The Agent Software Push Around The Hardware

Nvidia’s CES announcement was not limited to the new desktop AI system. The company also said it will soon release several software tools for building and connecting AI agents.

These agents are programs that use large language models to perform useful tasks autonomously on behalf of people. Nvidia’s tools include several custom versions of Llama called Nemotron, fine-tuned and optimized for following instructions and planning actions to carry out agentic tasks.

Agents have become a major focus in AI because many companies see them as a way to use the technology in operations, with the goal of boosting efficiency and saving money.

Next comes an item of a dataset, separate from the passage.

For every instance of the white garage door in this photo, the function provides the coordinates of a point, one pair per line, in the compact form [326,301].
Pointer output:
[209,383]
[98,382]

Nvidia is positioning its hardware and software together for that shift.

“Agentic AI is the next frontier of AI development, and delivering on this opportunity requires full-stack optimization across a system of LLMs to deliver efficient, accurate AI agents,” Ahmad Al-Dahle, vice president and head of GenAI at Meta, said in a statement.

Huang also described a future in which companies build and maintain AI agents with Nvidia technology. “In a lot of ways the IT department of every company is going to be the HR department of AI agents in the future,” the CEO said. “In the future they will maintain, nurture, on-board, and improve a whole bunch of AI agents.”

What To Watch Next

Digits is not a replacement for the giant data centers behind the most powerful proprietary AI models. But it does mark a notable step in bringing large-model experimentation closer to individual users.

For Nvidia, the product expands its AI hardware story from cloud-scale customers to deskside systems. For developers and researchers, the question is whether a $3,000 personal AI supercomputer can make serious model work more practical outside the data center.